Motor credit and legal specialist Anexo is still reasonably priced and is attracting attention from private equity. Hold (146p). Better days could be ahead for value stocks, so consider the Temple Bar and Murray International investment trusts (912p; 1,036p).

Investors Chronicle

Greater restrictions on help-to-buy make for a shaky housing market outlook, but with a solid balance sheet and “a modest” valuation of 11 times earnings there is upside in prospect for Barratt Developments (619p).

The Mail on Sunday

Email marketing can be annoying, but evidence shows that it is an effective driver of sales. Dotdigital helps clients tailor those messages and manage customers’ requests. The shares have soared and some profit-taking may be in order, but with the e-commerce mega-trend still running investors should hold on (142p).

Shares

Shares in fashion brand Burberry have bounced on signs of an autumn sales recovery in China.

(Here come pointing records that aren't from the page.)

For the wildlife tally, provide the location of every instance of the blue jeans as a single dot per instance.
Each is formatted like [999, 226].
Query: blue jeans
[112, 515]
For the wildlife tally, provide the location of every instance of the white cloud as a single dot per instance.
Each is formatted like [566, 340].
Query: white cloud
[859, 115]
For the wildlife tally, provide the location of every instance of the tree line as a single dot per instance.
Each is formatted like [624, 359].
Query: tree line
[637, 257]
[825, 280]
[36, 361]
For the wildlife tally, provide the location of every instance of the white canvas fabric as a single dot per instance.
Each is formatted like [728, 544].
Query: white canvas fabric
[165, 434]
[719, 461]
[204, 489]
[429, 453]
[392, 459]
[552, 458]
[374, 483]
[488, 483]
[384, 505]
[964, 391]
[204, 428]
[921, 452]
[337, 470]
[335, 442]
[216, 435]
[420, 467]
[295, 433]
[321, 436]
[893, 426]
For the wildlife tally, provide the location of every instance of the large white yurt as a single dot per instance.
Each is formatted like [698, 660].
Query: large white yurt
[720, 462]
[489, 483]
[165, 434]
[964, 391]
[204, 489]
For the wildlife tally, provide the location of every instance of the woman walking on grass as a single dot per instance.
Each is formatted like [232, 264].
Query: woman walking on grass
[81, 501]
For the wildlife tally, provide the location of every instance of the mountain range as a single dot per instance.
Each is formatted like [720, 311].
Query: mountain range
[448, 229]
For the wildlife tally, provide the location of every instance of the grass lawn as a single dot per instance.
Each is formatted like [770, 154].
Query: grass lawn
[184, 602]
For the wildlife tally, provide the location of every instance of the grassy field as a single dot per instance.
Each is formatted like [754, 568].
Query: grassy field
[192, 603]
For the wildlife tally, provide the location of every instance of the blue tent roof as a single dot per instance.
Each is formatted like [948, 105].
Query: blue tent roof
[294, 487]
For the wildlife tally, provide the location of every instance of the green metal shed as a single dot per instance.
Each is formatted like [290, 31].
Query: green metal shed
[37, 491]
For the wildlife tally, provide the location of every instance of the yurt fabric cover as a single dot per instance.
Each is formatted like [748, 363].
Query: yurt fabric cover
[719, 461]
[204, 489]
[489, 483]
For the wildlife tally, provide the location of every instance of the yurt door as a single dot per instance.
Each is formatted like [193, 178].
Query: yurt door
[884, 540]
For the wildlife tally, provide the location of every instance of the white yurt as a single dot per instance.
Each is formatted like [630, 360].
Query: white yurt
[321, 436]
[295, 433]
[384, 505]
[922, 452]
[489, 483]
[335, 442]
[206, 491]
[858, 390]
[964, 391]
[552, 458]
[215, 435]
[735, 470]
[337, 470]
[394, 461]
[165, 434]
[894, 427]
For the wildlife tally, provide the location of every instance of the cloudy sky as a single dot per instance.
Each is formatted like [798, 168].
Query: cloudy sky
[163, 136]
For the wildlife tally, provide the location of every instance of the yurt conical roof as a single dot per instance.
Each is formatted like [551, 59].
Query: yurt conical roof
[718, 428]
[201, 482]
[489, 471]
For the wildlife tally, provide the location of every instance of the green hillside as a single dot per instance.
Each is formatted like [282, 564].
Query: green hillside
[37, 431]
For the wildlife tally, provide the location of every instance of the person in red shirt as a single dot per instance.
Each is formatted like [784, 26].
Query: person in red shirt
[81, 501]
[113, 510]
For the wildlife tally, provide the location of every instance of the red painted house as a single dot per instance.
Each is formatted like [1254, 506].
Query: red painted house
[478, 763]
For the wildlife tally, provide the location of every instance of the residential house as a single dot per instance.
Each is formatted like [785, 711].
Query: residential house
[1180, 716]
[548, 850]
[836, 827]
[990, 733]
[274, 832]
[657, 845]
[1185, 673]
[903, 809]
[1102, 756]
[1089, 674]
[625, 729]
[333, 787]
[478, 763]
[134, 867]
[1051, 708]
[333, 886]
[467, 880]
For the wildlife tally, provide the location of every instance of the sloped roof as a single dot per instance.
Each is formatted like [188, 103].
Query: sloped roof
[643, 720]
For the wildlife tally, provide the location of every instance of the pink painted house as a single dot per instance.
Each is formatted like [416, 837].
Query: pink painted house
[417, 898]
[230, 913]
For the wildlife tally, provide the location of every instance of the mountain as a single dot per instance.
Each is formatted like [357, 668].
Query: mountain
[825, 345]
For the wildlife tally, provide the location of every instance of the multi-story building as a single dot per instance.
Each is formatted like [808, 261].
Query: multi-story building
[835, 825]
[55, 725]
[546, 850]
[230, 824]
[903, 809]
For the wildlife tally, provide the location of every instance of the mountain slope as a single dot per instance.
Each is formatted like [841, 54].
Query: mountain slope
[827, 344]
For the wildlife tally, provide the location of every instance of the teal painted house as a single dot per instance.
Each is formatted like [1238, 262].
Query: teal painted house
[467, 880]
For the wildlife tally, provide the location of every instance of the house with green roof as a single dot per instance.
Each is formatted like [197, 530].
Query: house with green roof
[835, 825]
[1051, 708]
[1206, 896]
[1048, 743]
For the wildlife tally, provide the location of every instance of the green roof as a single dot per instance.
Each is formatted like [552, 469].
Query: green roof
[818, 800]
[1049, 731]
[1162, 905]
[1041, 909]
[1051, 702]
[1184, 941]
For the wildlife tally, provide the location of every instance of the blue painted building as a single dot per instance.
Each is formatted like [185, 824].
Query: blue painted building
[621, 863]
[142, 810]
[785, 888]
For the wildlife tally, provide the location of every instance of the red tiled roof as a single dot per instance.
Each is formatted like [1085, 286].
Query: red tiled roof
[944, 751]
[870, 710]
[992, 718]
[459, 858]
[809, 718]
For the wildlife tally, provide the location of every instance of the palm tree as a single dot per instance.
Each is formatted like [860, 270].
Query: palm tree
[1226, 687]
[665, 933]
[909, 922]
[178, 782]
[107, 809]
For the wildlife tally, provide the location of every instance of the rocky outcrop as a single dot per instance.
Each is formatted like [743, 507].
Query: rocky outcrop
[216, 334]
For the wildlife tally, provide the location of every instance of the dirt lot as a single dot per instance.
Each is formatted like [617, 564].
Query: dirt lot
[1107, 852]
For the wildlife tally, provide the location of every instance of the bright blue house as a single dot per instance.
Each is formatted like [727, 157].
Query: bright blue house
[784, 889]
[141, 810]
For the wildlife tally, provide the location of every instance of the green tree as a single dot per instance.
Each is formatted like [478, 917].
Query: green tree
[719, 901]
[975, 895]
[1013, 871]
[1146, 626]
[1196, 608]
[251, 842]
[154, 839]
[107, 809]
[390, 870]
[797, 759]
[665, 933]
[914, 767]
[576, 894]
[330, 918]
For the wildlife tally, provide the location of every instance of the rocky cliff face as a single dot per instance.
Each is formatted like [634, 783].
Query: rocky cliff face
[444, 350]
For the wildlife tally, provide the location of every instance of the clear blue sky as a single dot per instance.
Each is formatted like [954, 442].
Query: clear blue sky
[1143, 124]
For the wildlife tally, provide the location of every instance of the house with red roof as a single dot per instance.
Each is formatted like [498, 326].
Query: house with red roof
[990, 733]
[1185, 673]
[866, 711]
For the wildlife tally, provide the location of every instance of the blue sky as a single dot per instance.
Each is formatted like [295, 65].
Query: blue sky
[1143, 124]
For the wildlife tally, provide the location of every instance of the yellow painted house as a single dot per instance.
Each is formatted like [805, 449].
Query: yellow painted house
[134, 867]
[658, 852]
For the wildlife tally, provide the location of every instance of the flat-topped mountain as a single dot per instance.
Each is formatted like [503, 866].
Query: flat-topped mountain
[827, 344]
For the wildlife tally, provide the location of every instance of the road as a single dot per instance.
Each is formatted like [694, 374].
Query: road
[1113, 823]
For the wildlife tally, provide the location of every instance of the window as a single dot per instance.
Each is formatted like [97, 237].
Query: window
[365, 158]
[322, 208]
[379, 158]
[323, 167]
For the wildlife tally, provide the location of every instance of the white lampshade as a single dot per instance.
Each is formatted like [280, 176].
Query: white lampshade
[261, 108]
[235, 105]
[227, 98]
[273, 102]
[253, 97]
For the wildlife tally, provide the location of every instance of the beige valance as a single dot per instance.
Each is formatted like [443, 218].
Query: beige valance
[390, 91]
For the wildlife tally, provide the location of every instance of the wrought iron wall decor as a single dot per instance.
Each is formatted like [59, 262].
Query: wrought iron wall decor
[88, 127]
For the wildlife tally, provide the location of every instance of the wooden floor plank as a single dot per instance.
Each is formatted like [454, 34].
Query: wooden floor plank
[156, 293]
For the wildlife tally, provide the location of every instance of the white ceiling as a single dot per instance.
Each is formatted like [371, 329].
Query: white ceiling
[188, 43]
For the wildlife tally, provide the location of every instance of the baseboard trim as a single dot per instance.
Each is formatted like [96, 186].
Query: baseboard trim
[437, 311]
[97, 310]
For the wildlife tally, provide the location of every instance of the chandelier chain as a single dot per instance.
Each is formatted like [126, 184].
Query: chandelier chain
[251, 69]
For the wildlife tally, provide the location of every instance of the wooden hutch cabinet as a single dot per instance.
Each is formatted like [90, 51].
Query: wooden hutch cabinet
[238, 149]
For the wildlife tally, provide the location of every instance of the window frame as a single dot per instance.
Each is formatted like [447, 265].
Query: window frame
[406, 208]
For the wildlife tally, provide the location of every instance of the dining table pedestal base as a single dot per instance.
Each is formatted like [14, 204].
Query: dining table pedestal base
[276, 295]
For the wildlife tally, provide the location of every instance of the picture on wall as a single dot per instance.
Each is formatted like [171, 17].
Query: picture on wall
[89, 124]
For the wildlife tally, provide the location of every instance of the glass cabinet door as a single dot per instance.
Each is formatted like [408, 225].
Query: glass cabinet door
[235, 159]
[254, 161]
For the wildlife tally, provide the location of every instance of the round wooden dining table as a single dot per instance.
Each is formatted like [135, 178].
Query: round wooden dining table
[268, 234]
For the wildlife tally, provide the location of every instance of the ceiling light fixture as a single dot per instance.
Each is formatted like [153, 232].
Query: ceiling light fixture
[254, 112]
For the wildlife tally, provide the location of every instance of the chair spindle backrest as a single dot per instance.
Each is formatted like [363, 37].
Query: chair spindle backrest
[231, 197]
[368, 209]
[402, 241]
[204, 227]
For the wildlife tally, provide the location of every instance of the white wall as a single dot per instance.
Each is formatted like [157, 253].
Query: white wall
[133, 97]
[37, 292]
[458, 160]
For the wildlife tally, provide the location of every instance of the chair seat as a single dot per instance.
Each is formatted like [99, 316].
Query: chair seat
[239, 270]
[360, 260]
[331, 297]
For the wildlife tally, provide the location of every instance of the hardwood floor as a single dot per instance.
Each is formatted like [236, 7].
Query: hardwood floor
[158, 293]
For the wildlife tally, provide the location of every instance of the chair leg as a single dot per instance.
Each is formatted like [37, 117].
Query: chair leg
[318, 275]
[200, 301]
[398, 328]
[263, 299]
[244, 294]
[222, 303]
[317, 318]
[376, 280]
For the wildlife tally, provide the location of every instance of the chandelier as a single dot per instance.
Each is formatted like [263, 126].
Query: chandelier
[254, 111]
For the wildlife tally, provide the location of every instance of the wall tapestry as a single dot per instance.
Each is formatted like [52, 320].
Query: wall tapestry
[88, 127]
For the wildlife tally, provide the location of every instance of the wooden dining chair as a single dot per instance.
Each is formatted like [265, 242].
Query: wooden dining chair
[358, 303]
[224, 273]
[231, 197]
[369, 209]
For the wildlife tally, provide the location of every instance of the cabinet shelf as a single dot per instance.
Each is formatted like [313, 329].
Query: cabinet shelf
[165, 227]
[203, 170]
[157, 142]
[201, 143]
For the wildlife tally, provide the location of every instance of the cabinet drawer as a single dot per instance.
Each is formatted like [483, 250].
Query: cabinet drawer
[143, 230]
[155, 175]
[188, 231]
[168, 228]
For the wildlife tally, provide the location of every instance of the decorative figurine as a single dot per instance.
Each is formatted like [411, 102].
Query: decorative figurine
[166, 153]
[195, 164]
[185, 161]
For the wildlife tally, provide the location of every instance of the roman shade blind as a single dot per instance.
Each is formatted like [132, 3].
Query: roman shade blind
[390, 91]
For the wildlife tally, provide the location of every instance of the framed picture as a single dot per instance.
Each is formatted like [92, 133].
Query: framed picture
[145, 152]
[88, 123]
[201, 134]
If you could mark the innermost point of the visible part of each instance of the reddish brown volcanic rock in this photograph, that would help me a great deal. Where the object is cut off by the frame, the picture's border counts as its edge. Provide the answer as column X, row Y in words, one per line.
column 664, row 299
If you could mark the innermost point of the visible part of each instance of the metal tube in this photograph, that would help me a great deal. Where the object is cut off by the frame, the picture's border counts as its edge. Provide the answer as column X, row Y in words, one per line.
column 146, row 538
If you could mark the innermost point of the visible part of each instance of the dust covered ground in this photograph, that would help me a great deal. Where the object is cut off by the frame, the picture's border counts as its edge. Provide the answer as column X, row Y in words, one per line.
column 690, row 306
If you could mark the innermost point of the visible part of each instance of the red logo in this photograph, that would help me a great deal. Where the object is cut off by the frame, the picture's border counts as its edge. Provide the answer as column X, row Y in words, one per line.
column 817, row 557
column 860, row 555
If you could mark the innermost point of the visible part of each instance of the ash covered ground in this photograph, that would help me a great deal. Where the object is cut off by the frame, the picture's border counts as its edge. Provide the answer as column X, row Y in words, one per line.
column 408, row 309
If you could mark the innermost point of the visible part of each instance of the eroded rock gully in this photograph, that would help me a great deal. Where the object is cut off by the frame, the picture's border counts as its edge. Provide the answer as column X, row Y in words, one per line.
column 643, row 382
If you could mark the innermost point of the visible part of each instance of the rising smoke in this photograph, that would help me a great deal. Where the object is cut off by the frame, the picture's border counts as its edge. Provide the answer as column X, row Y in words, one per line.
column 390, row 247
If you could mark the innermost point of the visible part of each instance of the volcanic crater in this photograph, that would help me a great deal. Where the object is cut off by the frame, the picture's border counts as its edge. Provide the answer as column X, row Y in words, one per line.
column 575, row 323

On 20 times forward earnings the shares still trade at a large discount to luxury peers so this is a good time to buy (1,624p). Japan is back in favour, helping to drive a 25% rally for holders of JPMorgan Japanese Investment Trust since July. Management should continue to unearth hidden value so stay invested (688p).

The Times

Building tools rental business Speedy Hire has moved quickly to cut costs in the face of the virus; a hardy operator, it will also benefit from state infrastructure spending for “years to come”. Buy (69p).